Working with HDF5 has given me new appreciation for what database people do. HDF5 is a file format, not a database.

BTW I have to give props to PyTables for doing a staggeringly good job of ameliorating the most painful of these usability problems, but it is still fundamentally limited by libhdf5.

tkelman commented 9 years ago

Use it for what it's good at... if you want to design something new that's better at the things where hdf5 gives you trouble, go right ahead, but that problem doesn't need to be solved at a core language or standard library level. (Julia's not out to solve every well-trodden database problem in the world either...)

jiahao commented 9 years ago

Well, you did ask "why reinvent HDF5"...

Substantiating the premise of your statement, that a programming language whether keep itself at arm's length from mechanics of persistent storage, is one of the most interesting research questions of the decade IMO. Just about every database person I've spoken to has been pathologically averse to the idea of allowing arbitrary code execution on data stored within their systems. They would much rather handle all the computations by restricting users to express their needs in a DSL, which is whatever query language the DBMS exposes to the user. Data scientists find the very notion of writing PCA in SQL so ridiculous that the first stage of any serious data analysis pipeline is to dump everything out of the DBMS into CSV or some other convenient, non-curated format.

Granted, the current state of affairs does not automatically mean that programming languages should become databases. However, there are still interesting questions about expressing the needs of persistent storage layers within the infrastructure already present in a general purpose programing language.

are two examples that come to mind of places where domain specific languages remain firmly entrenched.

tkelman commented 9 years ago

Sure, ripe research topic (one that I have to admit I don't find particularly exciting, but very much not my field), fertile ground for library work. Blaze is working on some good ideas in this domain. So is AMPLab.

Simple data storage and unsettled research questions on concurrent, streaming, mutable database and analysis technology are rather different points on this spectrum.

jiahao commented 9 years ago

Users tend to outgrow simple tools. No time like the present to plan ahead.

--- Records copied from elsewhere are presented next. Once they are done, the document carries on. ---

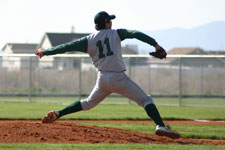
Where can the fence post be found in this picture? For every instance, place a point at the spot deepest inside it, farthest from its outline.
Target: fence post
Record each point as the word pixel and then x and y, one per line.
pixel 201 86
pixel 129 69
pixel 180 81
pixel 80 78
pixel 149 66
pixel 30 78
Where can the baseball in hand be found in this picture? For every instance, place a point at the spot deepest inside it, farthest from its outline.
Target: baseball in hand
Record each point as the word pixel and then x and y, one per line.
pixel 39 52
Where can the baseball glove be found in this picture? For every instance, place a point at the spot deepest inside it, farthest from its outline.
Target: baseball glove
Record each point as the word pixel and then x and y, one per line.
pixel 159 53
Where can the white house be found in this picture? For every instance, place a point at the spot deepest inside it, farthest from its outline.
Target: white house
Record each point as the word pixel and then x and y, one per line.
pixel 17 63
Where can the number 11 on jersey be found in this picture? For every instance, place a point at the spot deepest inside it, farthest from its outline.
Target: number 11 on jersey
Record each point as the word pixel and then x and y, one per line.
pixel 100 48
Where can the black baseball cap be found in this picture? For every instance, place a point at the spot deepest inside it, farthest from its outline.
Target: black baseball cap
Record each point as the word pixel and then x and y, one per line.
pixel 102 17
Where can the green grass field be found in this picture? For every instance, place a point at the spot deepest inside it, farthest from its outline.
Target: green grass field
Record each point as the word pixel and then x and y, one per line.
pixel 35 111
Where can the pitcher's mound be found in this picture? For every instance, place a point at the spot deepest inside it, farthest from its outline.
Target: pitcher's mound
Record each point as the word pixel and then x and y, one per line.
pixel 68 132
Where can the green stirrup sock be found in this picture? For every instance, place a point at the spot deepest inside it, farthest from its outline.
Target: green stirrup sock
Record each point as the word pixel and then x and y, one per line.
pixel 152 112
pixel 74 107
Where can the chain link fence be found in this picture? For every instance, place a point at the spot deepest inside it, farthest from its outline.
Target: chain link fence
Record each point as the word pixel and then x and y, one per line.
pixel 179 80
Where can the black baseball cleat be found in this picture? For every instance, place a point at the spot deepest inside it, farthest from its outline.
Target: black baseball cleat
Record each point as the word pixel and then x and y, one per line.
pixel 166 131
pixel 50 117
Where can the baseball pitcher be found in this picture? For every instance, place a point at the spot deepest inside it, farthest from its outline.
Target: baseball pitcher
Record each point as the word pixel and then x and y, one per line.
pixel 104 48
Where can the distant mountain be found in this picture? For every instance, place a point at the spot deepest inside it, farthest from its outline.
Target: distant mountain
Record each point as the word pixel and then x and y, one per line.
pixel 208 37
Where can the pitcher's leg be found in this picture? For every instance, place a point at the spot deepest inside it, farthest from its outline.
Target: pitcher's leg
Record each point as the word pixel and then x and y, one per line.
pixel 132 91
pixel 96 96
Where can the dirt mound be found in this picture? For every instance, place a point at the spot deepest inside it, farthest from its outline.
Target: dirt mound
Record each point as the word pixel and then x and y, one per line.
pixel 68 132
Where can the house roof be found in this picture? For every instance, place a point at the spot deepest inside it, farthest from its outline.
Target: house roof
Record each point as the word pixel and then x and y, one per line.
pixel 216 52
pixel 179 51
pixel 21 47
pixel 60 38
pixel 185 50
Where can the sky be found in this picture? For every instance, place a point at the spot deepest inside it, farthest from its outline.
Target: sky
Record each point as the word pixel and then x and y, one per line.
pixel 26 21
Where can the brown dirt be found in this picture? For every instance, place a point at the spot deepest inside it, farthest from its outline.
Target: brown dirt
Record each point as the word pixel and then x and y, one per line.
pixel 67 132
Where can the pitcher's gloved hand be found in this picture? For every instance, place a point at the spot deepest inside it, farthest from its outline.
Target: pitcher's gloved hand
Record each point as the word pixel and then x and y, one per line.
pixel 159 53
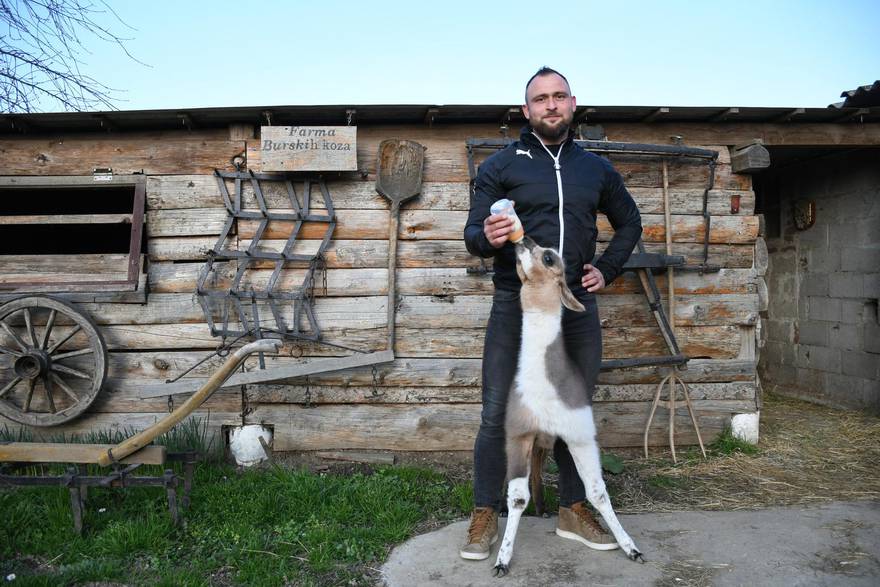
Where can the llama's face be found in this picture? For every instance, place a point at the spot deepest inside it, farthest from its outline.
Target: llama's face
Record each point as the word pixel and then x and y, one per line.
pixel 542 273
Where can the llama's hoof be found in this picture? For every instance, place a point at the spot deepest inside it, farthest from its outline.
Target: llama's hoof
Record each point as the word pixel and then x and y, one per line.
pixel 636 556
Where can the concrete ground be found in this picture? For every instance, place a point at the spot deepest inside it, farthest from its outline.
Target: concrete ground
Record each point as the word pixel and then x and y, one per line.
pixel 831 544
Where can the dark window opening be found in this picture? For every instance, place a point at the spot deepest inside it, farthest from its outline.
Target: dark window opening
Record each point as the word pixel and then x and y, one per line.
pixel 55 219
pixel 64 239
pixel 66 200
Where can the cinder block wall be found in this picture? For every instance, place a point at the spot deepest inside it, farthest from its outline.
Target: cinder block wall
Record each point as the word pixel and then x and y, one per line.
pixel 823 330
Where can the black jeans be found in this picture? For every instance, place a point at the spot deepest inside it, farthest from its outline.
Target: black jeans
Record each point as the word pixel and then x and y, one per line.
pixel 583 341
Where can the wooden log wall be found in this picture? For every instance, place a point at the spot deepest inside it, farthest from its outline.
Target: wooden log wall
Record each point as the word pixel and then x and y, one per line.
pixel 429 397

johnmyleswhite commented 9 years ago

any serious data analysis pipeline

I'd be very cautious about making that statement. In my experience, SQL is by far the best language for expressing computations that are tied to production systems.

jiahao commented 9 years ago

"Serious", of course, is subjective.

I can only imagine what monstrous SQL queries people invent when what they really want to do can be better expressed as linear algebra.